Saturday, June 1, 2013

Bollywood Grill and terror

So the Bollywood grill is phenomenal! I highly recommend to anyone interested in Indian food. This place has a really fun atmosphere, delicious food, (I think it's buffet only) and happy waitstaff. I had a great experience and ate far too much. Loaded up my plate twice.

So I'm thinking it might be time to take matters into my own hands and get rid of this food before it can do anything permanent.

Then it's sitting on the porch for a lovely day of reading and drinking iced tea.

109. thank the lord!

It's about time too. Honestly I have no idea what I'm supposed to do, starve? I've got to get my body down to a decent size and number, but it felt like no matter what I did I would be that big fat 111 or 112.

Today we are going to Bollywood Cafe in Worcester/Shrewsbury. I'm excited, I haven't had delicious Indian food in so long! I honestly think that the last time I had Indian food was when a roommate in college (the first time) brought some that her mother had made. It was delicious, I think I ate more than what was polite... and back then I could eat eat eat! Which is why I got so fat (144) and why I have to be on top of myself now (109! Yeah!).

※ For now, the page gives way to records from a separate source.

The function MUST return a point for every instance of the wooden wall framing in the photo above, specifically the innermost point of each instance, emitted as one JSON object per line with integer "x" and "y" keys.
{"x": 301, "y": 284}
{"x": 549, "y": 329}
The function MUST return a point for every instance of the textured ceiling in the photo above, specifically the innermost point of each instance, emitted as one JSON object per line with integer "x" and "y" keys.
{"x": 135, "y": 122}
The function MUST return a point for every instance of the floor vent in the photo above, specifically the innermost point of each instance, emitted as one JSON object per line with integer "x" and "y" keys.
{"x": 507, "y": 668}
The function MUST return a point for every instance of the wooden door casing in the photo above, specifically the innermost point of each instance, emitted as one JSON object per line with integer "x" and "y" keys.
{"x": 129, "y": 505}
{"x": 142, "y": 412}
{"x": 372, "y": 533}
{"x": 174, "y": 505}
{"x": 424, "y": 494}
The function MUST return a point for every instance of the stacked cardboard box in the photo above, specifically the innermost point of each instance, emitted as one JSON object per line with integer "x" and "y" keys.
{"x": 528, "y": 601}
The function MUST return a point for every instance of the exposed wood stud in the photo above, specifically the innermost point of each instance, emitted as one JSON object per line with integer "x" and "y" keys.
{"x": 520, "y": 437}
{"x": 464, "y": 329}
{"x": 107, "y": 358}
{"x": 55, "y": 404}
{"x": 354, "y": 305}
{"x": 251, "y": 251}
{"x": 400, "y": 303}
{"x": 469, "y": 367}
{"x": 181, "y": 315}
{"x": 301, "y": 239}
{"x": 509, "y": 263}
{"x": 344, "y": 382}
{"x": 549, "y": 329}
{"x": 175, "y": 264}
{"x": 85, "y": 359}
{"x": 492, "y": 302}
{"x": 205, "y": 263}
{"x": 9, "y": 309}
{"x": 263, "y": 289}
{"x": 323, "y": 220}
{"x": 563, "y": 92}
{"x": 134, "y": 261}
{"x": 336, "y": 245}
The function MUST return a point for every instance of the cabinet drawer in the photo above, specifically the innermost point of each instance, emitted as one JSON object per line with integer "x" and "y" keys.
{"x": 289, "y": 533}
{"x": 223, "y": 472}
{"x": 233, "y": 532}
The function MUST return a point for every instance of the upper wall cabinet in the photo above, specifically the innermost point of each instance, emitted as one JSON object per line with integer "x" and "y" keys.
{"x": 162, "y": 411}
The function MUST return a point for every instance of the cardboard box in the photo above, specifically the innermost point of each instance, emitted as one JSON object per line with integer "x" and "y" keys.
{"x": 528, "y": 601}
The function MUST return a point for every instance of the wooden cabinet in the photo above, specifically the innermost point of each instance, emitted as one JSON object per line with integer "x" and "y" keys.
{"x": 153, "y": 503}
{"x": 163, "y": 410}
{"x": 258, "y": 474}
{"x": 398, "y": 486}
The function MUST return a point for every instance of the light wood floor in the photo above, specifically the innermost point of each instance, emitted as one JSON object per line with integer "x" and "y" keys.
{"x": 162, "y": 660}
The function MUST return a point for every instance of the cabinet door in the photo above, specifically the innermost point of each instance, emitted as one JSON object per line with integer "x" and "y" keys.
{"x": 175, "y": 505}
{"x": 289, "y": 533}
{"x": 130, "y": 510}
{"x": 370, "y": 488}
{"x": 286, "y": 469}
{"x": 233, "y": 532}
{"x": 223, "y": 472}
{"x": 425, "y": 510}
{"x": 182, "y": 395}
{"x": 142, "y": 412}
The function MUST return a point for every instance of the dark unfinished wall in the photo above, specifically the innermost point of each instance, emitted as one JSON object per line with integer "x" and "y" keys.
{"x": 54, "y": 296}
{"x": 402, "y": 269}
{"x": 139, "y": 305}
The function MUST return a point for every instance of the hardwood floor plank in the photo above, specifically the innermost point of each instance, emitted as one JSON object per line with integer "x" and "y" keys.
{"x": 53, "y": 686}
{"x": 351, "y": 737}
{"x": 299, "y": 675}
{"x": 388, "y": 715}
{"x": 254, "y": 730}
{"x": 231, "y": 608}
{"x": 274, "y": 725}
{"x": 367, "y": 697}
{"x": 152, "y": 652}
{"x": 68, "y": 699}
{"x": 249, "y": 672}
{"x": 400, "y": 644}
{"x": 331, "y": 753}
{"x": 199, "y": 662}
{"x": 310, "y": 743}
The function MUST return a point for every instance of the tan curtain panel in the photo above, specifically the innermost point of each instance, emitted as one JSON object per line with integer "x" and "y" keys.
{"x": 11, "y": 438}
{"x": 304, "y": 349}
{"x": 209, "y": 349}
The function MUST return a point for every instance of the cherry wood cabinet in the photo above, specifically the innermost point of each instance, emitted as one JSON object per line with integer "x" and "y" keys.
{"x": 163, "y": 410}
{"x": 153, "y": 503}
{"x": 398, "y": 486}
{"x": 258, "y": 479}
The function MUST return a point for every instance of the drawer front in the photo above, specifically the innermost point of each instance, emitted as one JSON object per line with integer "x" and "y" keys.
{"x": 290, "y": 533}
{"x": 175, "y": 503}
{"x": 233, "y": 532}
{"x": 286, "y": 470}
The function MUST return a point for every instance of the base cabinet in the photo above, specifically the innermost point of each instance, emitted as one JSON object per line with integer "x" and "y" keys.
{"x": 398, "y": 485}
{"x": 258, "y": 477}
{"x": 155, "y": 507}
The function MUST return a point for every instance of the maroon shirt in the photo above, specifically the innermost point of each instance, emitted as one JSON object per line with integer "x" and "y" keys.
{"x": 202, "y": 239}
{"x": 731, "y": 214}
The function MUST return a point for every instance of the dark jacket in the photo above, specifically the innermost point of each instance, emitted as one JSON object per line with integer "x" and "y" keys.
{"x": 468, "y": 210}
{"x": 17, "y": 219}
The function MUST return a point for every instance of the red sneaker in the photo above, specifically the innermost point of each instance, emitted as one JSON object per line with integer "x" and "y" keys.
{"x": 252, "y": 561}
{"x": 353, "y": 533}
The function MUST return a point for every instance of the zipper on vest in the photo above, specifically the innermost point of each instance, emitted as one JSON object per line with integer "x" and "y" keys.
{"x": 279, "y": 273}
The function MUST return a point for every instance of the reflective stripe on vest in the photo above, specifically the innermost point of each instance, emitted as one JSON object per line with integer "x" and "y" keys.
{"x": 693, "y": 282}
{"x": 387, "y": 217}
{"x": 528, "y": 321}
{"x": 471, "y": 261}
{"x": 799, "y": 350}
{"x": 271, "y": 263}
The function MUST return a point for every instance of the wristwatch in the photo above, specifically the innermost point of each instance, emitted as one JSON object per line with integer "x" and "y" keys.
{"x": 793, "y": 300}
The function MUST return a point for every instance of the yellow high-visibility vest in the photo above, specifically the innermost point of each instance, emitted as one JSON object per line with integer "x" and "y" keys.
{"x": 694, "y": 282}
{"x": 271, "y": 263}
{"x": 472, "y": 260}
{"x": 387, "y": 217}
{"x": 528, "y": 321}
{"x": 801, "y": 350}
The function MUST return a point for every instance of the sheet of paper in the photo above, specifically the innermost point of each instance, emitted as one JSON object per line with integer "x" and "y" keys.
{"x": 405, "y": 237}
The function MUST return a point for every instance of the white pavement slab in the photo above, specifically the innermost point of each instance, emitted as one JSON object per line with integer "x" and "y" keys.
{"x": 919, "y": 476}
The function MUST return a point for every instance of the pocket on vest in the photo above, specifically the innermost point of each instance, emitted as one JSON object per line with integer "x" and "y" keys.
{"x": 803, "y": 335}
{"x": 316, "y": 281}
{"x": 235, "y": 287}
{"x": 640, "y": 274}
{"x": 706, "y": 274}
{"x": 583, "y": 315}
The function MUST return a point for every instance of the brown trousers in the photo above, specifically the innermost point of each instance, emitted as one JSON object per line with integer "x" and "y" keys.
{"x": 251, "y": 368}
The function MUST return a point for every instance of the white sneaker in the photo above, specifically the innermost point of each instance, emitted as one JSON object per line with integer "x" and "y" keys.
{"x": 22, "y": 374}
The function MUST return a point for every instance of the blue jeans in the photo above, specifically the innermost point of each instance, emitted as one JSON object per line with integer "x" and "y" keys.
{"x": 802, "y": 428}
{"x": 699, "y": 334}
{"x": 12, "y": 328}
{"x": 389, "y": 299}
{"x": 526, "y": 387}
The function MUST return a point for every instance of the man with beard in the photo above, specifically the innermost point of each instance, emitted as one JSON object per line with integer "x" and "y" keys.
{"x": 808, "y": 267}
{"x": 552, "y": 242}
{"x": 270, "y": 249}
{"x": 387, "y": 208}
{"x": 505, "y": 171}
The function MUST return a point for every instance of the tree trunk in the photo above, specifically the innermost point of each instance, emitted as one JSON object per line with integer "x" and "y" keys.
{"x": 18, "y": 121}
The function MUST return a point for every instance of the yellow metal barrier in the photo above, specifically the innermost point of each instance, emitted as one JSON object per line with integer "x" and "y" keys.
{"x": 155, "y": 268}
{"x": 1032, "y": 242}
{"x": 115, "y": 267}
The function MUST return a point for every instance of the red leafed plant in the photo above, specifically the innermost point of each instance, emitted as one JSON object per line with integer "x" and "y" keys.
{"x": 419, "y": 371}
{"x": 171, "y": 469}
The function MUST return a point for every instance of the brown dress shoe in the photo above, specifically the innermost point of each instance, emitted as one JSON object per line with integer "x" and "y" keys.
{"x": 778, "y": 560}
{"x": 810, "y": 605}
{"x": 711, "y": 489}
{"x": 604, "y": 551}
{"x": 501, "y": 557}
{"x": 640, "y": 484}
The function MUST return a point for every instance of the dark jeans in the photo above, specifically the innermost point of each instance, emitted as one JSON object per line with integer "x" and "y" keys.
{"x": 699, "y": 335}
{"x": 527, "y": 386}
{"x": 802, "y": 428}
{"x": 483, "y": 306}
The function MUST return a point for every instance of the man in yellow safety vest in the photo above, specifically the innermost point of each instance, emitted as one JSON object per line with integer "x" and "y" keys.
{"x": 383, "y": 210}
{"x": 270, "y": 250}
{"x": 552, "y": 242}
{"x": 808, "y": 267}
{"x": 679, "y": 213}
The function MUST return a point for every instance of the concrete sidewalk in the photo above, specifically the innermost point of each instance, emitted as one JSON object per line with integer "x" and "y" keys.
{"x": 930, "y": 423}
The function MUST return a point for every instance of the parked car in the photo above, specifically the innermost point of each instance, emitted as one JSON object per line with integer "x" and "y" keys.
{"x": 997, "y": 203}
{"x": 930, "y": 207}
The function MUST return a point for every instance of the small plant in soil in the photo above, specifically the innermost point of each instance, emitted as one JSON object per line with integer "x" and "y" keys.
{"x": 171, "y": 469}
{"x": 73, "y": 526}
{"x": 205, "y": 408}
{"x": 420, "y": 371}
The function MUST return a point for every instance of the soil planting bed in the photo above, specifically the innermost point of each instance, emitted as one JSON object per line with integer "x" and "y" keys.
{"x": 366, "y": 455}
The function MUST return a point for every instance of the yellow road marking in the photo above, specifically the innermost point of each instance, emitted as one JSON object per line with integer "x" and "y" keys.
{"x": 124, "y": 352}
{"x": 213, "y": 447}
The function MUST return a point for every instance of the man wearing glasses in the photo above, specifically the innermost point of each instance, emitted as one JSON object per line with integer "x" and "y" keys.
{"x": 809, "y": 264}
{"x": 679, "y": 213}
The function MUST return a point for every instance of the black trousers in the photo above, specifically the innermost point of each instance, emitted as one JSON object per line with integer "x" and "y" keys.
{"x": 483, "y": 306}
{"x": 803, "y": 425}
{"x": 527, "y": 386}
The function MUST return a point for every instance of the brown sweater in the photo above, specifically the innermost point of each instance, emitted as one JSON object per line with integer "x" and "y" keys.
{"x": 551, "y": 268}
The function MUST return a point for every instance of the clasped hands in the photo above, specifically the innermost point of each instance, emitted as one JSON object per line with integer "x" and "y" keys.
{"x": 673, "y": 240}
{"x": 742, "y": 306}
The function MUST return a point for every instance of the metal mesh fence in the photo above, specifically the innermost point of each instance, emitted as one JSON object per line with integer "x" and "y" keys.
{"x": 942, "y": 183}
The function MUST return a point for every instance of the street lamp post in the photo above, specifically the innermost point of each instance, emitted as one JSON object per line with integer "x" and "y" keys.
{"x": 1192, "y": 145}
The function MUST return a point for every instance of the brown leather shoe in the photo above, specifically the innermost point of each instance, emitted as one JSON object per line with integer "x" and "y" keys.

Okay, well. Probably write again today.

thinspo for today: First day of June:

I'm proud of this girl (no, it's not me) she lost almost 30 pounds, which is amazing that the body on the left is only 150... to be quite honest I'm thinking she's only 4 feet tall if that's 150! But the 121 body is good, she should still work on it. No thigh gap, hips are still a little puffy, arms droop.  Tummy looks great. But there's always room for improvement.